The Compound Action Potential in Subjects Receiving a Cochlear Implant.

Otol Neurotol

*Department of Otolaryngology-Head and Neck Surgery, University of North Carolina, Chapel Hill, North Carolina†Department of Otolaryngology-Head and Neck Surgery, The Ohio State University, Columbus, Ohio‡Department of Otolaryngology-Head and Neck Surgery, Washington University School of Medicine in St Louis, St Louis, Missouri.

Published: December 2016

Hypothesis: The compound action potential (CAP) is a purely neural component of the cochlea's response to sound, and may provide information regarding the existing neural substrate in cochlear implant (CI) subjects that can help account for variance in speech perception outcomes.
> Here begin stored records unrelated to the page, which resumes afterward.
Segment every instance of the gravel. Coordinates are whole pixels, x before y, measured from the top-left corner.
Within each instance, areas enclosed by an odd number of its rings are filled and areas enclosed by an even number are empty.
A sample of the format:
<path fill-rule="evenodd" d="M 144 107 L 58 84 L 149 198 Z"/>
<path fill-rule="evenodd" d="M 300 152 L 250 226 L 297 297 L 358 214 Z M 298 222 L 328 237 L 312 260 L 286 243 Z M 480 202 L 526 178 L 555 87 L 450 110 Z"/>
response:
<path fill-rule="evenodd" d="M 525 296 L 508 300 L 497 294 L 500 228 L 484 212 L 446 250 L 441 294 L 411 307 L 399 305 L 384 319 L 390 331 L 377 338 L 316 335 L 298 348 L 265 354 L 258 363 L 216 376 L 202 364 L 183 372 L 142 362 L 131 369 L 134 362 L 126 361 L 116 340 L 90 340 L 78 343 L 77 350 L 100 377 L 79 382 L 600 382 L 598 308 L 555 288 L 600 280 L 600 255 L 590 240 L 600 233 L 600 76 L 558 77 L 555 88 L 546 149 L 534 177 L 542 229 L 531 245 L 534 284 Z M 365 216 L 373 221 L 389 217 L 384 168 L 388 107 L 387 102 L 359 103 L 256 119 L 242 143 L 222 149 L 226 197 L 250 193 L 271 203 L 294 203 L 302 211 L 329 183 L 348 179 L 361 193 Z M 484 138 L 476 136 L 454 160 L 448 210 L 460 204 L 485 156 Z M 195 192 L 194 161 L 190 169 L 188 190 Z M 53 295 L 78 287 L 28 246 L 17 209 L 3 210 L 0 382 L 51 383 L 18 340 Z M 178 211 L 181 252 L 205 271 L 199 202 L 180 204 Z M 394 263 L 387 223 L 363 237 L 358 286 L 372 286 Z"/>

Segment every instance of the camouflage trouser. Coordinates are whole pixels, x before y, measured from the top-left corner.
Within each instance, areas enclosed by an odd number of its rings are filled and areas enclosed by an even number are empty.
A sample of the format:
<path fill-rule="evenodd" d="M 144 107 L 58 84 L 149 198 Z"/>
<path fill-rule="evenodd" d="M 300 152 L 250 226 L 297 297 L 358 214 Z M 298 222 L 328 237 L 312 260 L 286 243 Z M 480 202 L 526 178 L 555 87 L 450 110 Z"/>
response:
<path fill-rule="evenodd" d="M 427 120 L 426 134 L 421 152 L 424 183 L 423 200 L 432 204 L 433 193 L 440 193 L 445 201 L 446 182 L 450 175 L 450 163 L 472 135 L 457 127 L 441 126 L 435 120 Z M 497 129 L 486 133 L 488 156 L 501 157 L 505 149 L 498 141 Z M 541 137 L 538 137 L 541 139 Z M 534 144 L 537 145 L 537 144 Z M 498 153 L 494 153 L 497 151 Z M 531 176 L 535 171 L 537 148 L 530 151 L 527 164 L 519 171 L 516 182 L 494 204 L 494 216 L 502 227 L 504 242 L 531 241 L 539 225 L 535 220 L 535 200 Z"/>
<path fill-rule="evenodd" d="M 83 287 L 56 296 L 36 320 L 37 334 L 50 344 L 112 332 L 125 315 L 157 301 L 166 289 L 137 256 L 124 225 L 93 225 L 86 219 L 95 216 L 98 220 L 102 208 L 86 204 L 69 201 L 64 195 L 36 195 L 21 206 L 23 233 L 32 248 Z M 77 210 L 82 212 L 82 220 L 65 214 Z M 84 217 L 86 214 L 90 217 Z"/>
Background: Measurement of the "total response" (TR), or sum of the magnitudes of spectral components in the ongoing responses to tone bursts across frequencies, has been shown to account for 40 to 50% of variance in speech perception outcomes. The ongoing response is composed of both hair cell and neural components. This correlation may be improved with the addition of the CAP.

Methods: Intraoperative round window electrocochleography (ECochG) was performed in adult and pediatric CI subjects (n = 238). Stimuli were tones of different frequencies (250 Hz-4 kHz) at 90 dB nHL. The CAP was assessed in two ways, as an amplitude and with a scaling factor derived from a function fitted to the response. The results were correlated with consonant-nucleus-consonant (CNC) word scores at 6 months post-implantation (n = 51).

Results: Only about half of the subjects had a measurable CAP at any frequency. The CNC word scores correlated weakly with both amplitude (r = 0.20, p < 0.001) and scaling factor (r = 0.25, p < 0.01). In contrast, the TR alone accounted for 43% of the variance, and addition of either CAP measurement in multiple regression did not account for additional variance.

Conclusions: The underlying pathology in CI patients causes the CAP to be often absent and highly variable when present. The TR is a better predictor of speech perception outcomes than the CAP.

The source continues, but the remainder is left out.